So I tested AudioEffector and what FFmpeg documentations says, and was able to bring in the phase.

script

import torch
from torchaudio.io import AudioEffector

sample_rate = 8000

phase = torch.linspace(0, 2 * torch.pi * 3000, sample_rate, dtype=torch.float32)
left = torch.sin(phase)
right = -left
waveform = torch.stack((left, right), dim=-1)

print(waveform.shape)

mean = torch.mean(waveform, -1)
assert mean.abs().sum().item() == 0.0


effector = AudioEffector(
    effect=(
        "asplit[a],"
        "aphasemeter=video=0,"
        "ametadata=select:key=lavfi.aphasemeter.phase:value=-0.005:function=less,"
        "pan=1c|c0=c0,"
        "aresample=async=1:first_pts=0,"
        "[a]amix")
)

applied = effector.apply(waveform, sample_rate=sample_rate)
mean2 = torch.mean(applied, -1)


import matplotlib.pyplot as plt

f, axes = plt.subplots(4, 2)
axes[0][0].set_ylabel("Original - Channel 1")
axes[0][0].plot(waveform[:500, 0])
axes[0][1].specgram(waveform[:, 0], Fs=sample_rate)

axes[1][0].set_ylabel("Original - Channel 2")
axes[1][0].plot(waveform[:500, 1])
axes[1][1].specgram(waveform[:, 1], Fs=sample_rate)

axes[2][0].set_ylabel("Just mean")
axes[2][0].plot(mean[:500])
axes[2][1].specgram(mean, Fs=sample_rate)

axes[3][0].set_ylabel("Phase-in then mean")
axes[3][0].plot(mean2[:500])
axes[3][1].specgram(mean2, Fs=sample_rate)

plt.show()

To bring in the phase, we just need to add two lines before taking mean.

effector = torchaudio.io.AudioEffector(
    effect=(
        "asplit[a],"
        "aphasemeter=video=0,"
        "ametadata=select:key=lavfi.aphasemeter.phase:value=-0.005:function=less,"
        "pan=1c|c0=c0,"
        "aresample=async=1:first_pts=0,"
        "[a]amix")
)
applied = effector.apply(waveform, sample_rate=sample_rate)

@jjmmchema Can you apply this in the PR?

jjmmchema · 2023-04-12T04:10:46Z

@mthrok Done. Updated the PR with the phase correction.

I still need to write the tests. It's the first time I'm writing actual tests so I'm having a bit of a hard time understanding how to do it properly according to the PyTorch guidelines. If you can give me any advice or guidance with this it would be really appreciated.

Also, if you have the time, I'd be grateful if you could explain what do you see in the last graph and spectrogram that allows you to say that the phase correction was properly applied.

mthrok · 2023-04-13T21:32:24Z

@mthrok Done. Updated the PR with the phase correction.

Also, if you have the time, I'd be grateful if you could explain what do you see in the last graph and spectrogram that allows you to say that the phase correction was properly applied.

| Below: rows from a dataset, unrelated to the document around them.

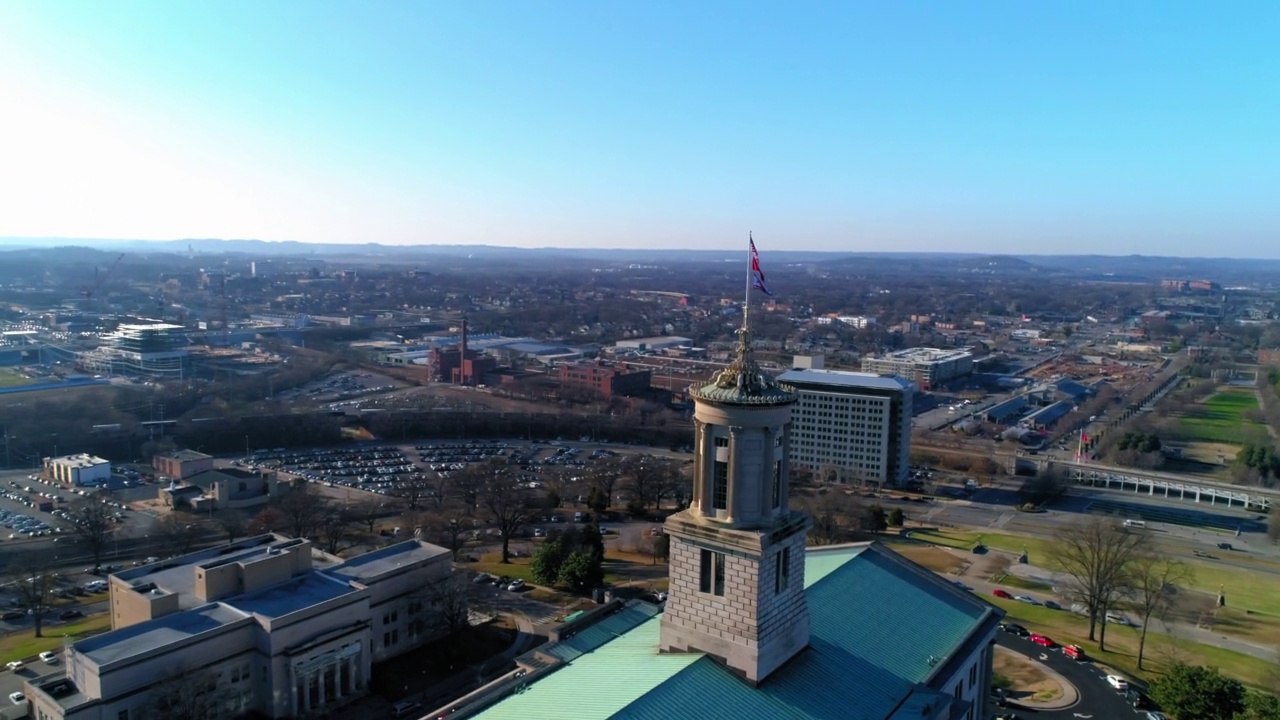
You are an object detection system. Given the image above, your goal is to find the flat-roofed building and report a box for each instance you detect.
[778,369,915,486]
[45,452,111,486]
[24,534,452,720]
[151,450,214,480]
[863,347,973,389]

The script generates 2 channel waveform with exact opposite sign.
In the figure, the first row is the spectrogram of the first channel, and second row is the second channel.
The third row is what happens when taking mean as-is. All the waveform cancels out and nothing is left there.
The fourth row is the spectrogram when applying phase-in before taking the mean.
We can see the similar frequency pattern there as the original one.

I still need to write the tests. It's the first time I'm writing actual tests so I'm having a bit of a hard time understanding how to do it properly according to the PyTorch guidelines. If you can give me any advice or guidance with this it would be really appreciated.

Tests should be small and concise. For example, take a look at the transforms.Speed. It instantiates the transform, run it and checks the output is what is expected.

audio/test/torchaudio_unittest/transforms/transforms_test_impl.py

Lines 216 to 225 in d5b2996

    
           def test_speed_identity(self): 
        
               """speed of 1.0 does not alter input waveform and length""" 
        
               leading_dims = (5, 4, 2) 
        
               time = 1000 
        
               waveform = torch.rand(*leading_dims, time) 
        
               lengths = torch.randint(1, 1000, leading_dims) 
        
               speed = T.Speed(1000, 1.0) 
        
               actual_waveform, actual_lengths = speed(waveform, lengths) 
        
               self.assertEqual(waveform, actual_waveform) 
        
               self.assertEqual(lengths, actual_lengths)

You can do something similar, but from here it depends on the functionality.
First, we need to ensure that some of the fundamental property.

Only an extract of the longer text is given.